Half full or half empty? How easy or difficult is to learn a foreign language by an English speaker? When it comes to learning Spanish, the cup is initially 61% full.
All courses of foreign languages should have an introduction, a lesson zero, where the instructor not only empathizes with the students, but also builds an enthusiastic attitude towards the target language. That introduction should answer two questions: how useful and how easy the target language is.
The answer about the useful is straightforward: why would the students be in the classroom otherwise? Even young students in mandatory classes can be shown that if the course is in their academic program is because it is useful: either to communicate with others in their area or to get better jobs.

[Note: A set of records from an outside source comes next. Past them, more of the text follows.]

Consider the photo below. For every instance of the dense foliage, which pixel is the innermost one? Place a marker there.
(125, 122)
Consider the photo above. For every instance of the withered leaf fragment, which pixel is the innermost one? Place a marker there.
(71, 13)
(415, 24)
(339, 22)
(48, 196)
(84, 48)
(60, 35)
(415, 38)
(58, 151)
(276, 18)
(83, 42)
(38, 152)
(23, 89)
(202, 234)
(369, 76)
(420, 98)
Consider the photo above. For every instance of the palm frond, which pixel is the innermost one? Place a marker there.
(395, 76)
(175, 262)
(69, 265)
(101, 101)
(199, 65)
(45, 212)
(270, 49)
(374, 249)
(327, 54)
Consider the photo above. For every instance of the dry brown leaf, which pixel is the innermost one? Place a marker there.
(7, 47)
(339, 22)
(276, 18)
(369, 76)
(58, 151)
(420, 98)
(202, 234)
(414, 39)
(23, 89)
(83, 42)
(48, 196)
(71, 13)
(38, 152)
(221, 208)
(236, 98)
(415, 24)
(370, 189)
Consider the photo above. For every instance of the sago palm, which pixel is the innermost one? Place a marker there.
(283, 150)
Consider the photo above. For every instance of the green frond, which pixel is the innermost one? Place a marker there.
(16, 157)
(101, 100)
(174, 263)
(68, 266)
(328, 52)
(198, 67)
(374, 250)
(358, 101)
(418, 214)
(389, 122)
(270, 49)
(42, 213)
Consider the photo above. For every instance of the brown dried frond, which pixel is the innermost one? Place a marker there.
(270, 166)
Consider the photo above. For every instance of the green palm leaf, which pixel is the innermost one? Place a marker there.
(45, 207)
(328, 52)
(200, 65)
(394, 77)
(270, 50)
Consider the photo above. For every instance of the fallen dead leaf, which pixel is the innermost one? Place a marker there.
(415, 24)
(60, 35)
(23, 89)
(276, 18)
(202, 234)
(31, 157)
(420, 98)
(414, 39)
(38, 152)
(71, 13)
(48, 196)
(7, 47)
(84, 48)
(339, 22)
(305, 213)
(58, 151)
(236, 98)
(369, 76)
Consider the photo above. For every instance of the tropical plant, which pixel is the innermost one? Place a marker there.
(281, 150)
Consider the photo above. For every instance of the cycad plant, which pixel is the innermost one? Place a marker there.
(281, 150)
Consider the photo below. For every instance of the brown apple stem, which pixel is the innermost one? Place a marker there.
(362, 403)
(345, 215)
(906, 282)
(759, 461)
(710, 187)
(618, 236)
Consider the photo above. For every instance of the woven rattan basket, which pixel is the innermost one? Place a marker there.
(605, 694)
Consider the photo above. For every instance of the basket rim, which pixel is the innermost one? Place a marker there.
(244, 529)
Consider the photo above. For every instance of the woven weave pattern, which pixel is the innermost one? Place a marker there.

And if asked how easy the target language is, the answer is also straightforward: Spanish is practically the easiest language to learn. The popular Language Academy Berlitz in her blog “15 of the easiest languages to learn for English speakers” put Spanish is the forth place, only behind Frisian, Dutch, and Norwegian languages. So, Spanish is ahead of similar languages like Portuguese, Italian, French, or German.
And if asked how easy the target language is, the answer is also straightforward: Spanish is practically the easiest language to learn.
Spanish derives from Latin; English doesn’t but it is filled with Latin. A rough estimate based on the etymology of words reveals that 61% of the English vocabulary is related to Spanish.
– Latin, including modern scientific and technical Latin: 28%
– French, including Old French and early Anglo-French: 28%
– Greek, (already in Latin): 5%
Although this is a rough estimate, it justifies the level of similarity between English and Spanish. Many English words have one synonym that is similar in Spanish, for examples “chick pea” is “garbanzo”, “satsuma” is “mandarin.”
The most effective pedagogical method is the one that makes the content easy. Using English to Learn Spanish is this method. It focuses on the similarities and takes out the Spanish that is already in you.
When learning Spanish, a “garbanzo bean soup with a touch of mandarin” tastes always better than a “chick pea soup with a touch of satsuma.”